Palestinians in Iceland Appreciate Support Skip to content

Palestinians in Iceland Appreciate Support

“I want to cry and laugh and sing and dance,” commented Lína Falah Ameen Mazar, who is of Palestinian origin, on the Icelandic parliament’s approval to recognize Palestine’s sovereignty and independence on Tuesday. She attended the vote.


The cover of Sigríður Víðis Jónsdóttir’s book on the story of Lína and the other refugee women who came to Iceland in 2008. Lína is the one on the right.

Lína’s father comes from Palestine but she was born in Iraq and doesn’t hold nationality or citizenship of either country. She came to Iceland with her children as a refugee in 2008. She described Iceland’s recognition of Palestine’s independence of extreme importance, both for the state itself and for her family, Morgublaðið reports.

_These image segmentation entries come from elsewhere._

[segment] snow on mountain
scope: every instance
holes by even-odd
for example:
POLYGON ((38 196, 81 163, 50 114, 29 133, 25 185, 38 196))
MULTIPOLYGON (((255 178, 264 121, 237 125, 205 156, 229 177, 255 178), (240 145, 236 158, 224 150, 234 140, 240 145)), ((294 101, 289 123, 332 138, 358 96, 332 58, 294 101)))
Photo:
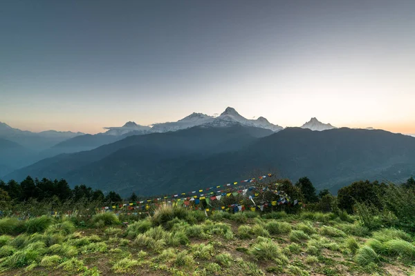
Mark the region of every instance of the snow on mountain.
POLYGON ((310 121, 301 126, 302 128, 308 128, 311 130, 326 130, 332 128, 337 128, 335 126, 331 126, 330 124, 323 124, 315 117, 311 118, 310 121))
POLYGON ((226 127, 234 124, 270 129, 273 131, 279 131, 283 129, 279 126, 270 124, 264 117, 259 117, 256 120, 248 119, 239 115, 234 108, 228 107, 222 114, 216 117, 203 113, 192 113, 178 121, 156 124, 154 125, 152 130, 154 132, 165 132, 189 128, 196 126, 226 127))
POLYGON ((189 116, 181 119, 177 121, 154 124, 151 130, 154 132, 166 132, 167 131, 176 131, 182 129, 190 128, 201 126, 212 121, 213 117, 203 113, 193 112, 189 116))
POLYGON ((151 128, 148 126, 141 126, 136 124, 134 121, 127 121, 122 126, 104 127, 104 129, 108 130, 103 133, 105 135, 121 136, 131 132, 134 132, 137 135, 147 134, 151 132, 151 128))
POLYGON ((213 126, 228 126, 235 124, 269 129, 275 132, 279 131, 284 128, 282 126, 270 123, 263 117, 260 117, 256 120, 246 119, 238 113, 234 108, 230 107, 227 108, 222 114, 214 118, 212 122, 209 123, 209 125, 213 126))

“I have always had to say that I am a refugee. Some have suggested I should say that I come from Israel, but I come from Palestine. And now I can finally answer that I have no state, at least in the eyes of Icelandic authorities,” Lína said.

She attended the vote with her friends and family members. There was excitement in the air while the vote took place and when it was clear that the answer to the foreign minister’s resolution was “yes”, they burst out in celebration.

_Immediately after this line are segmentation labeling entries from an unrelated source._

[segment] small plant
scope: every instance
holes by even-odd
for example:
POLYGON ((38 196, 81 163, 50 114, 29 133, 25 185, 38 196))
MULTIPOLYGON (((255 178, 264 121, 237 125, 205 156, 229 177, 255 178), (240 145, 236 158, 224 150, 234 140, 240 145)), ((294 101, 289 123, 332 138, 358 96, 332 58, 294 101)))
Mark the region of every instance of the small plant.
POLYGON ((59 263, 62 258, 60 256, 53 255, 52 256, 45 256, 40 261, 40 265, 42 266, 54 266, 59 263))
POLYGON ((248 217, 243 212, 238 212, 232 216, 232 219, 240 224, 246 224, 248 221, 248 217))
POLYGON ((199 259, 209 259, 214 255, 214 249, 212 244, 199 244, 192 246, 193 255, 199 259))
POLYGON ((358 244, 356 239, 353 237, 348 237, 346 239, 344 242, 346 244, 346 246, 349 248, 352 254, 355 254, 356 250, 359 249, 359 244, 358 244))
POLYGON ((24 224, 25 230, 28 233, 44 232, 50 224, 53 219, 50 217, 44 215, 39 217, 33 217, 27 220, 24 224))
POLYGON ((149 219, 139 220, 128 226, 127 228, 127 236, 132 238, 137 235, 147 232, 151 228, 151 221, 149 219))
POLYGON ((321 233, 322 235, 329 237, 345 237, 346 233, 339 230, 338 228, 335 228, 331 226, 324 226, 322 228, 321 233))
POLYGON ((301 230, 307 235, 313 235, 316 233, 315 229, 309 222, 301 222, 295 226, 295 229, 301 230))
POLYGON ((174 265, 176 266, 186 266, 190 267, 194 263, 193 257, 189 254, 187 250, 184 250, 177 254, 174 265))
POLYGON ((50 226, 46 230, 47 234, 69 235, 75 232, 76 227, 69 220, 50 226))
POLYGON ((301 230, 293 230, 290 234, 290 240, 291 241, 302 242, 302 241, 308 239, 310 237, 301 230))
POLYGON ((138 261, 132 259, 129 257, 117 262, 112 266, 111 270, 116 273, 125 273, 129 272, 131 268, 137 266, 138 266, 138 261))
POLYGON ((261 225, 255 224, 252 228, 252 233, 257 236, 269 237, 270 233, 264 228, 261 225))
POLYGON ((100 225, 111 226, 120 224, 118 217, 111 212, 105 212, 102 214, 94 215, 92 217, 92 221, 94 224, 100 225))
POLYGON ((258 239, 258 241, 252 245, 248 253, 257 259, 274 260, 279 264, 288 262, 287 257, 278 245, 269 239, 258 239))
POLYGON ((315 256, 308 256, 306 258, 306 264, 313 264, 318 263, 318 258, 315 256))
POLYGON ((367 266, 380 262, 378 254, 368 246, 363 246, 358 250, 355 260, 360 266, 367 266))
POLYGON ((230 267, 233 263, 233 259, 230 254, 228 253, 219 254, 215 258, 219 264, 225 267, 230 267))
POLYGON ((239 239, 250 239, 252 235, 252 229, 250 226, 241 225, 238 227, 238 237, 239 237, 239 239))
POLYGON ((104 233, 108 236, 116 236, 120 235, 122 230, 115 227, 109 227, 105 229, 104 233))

Lína said she wished her father, who lives in Norway, could have experienced one MP after the other vote for his home country’s independence. She has no memories from Palestine but her father has always dreamt of returning home.

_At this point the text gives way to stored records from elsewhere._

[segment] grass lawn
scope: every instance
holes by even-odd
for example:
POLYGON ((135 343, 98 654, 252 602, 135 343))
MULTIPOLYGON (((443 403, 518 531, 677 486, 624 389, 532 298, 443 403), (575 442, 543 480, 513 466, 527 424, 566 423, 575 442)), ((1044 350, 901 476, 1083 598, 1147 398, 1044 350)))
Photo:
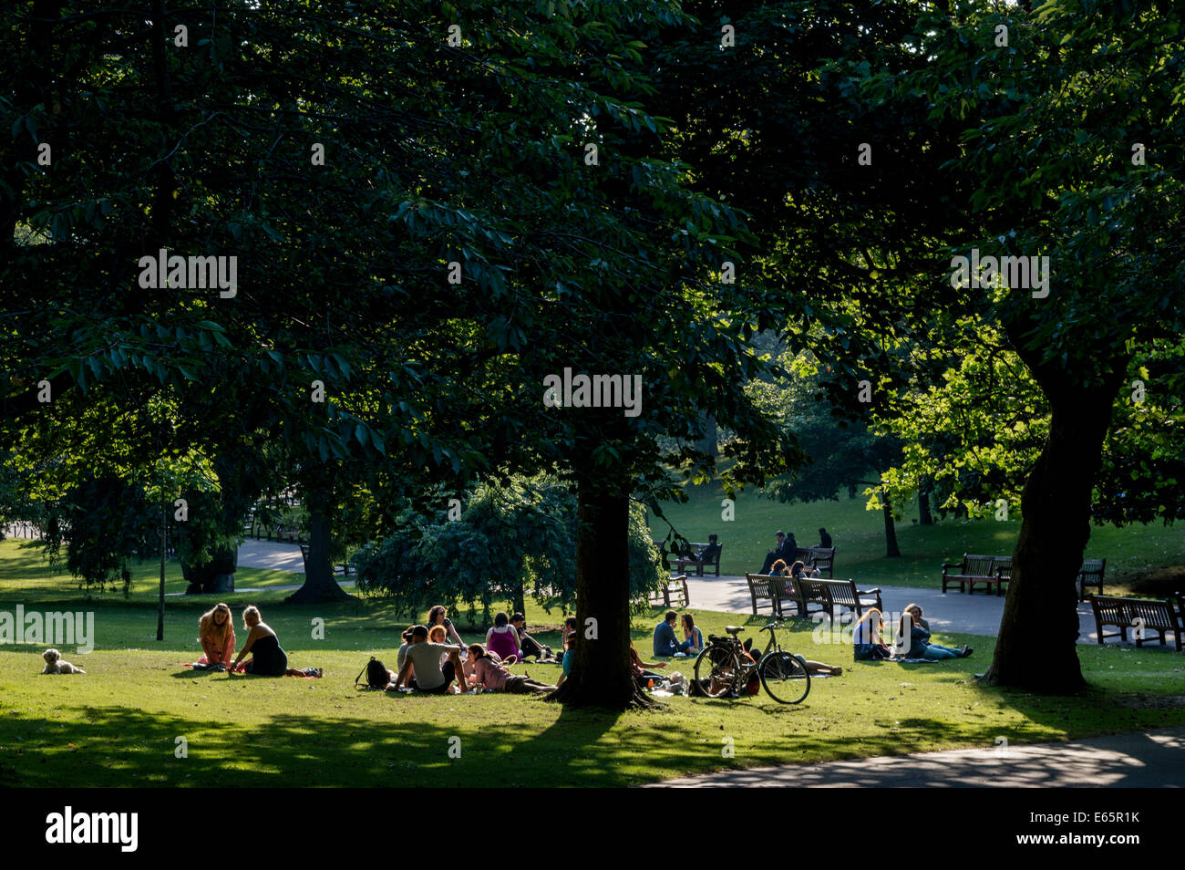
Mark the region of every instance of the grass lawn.
MULTIPOLYGON (((737 493, 736 518, 725 523, 719 484, 688 486, 686 493, 686 504, 665 504, 662 512, 688 540, 707 540, 712 532, 720 536, 722 574, 758 570, 779 529, 794 532, 800 546, 818 546, 818 530, 824 526, 835 545, 837 578, 851 577, 864 586, 937 588, 943 562, 957 562, 965 552, 1008 556, 1020 531, 1019 514, 1010 514, 1007 522, 944 519, 923 526, 911 522, 917 519, 917 506, 911 504, 905 519, 897 523, 902 556, 886 558, 883 514, 866 511, 863 495, 848 499, 844 492, 839 501, 783 504, 749 488, 737 493)), ((656 539, 668 531, 666 522, 653 516, 651 529, 656 539)), ((1107 559, 1108 595, 1139 591, 1142 577, 1185 565, 1185 535, 1164 525, 1091 526, 1085 557, 1107 559)))
MULTIPOLYGON (((367 655, 393 664, 408 618, 374 600, 282 604, 281 591, 225 597, 239 621, 243 604, 258 603, 292 664, 321 666, 325 679, 193 673, 181 663, 197 657, 197 618, 212 602, 171 599, 166 640, 158 642, 150 594, 85 601, 66 577, 31 575, 28 554, 0 542, 0 610, 36 602, 41 610, 94 612, 95 651, 63 648, 87 676, 43 677, 44 645, 0 647, 0 786, 613 786, 777 762, 987 748, 1001 736, 1023 743, 1185 724, 1185 659, 1174 652, 1080 646, 1093 689, 1043 698, 973 684, 991 638, 937 638, 973 644, 967 660, 853 666, 851 647, 813 644, 809 623, 783 633, 783 646, 852 670, 813 680, 796 706, 764 693, 674 697, 658 712, 615 715, 523 696, 360 691, 353 679, 367 655), (324 640, 312 638, 318 618, 324 640), (179 737, 187 757, 175 757, 179 737), (453 737, 459 759, 448 754, 453 737), (729 737, 735 756, 723 757, 729 737)), ((647 659, 659 613, 634 622, 647 659)), ((559 622, 559 614, 527 615, 539 626, 559 622)), ((698 619, 705 634, 739 620, 756 635, 763 622, 717 613, 698 619)), ((467 631, 463 616, 459 622, 466 640, 479 638, 480 628, 467 631)), ((558 634, 542 639, 555 645, 558 634)), ((514 670, 558 674, 547 665, 514 670)), ((692 663, 668 670, 691 676, 692 663)))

“My father is an old man, 80 years old, and he has always been a refugee. He will never forget what happened, the hunger when he fled and the distance he walked. He longs to return to Palestine,” Lína said.

“I miss Iraq but now I find it hard to think back. I just live for today and think about the future,” she added.

Iceland’s recognition of Palestine’s independence is no less important for her children, Lína stated, even though they consider Iceland their home country and don’t understand the matter fully.

“My son is 13 and he asked why we were going to Alþingi and why we were so happy. But I have waited for this moment for many years. I don’t want my children to be called refugees. I want my passport now to say that I come from Palestine,” she explained.

“When I got my Icelandic refugee passport I was asked why I was stateless and replied that Palestine isn’t a state. But now we can hopefully start over,” Lína concluded.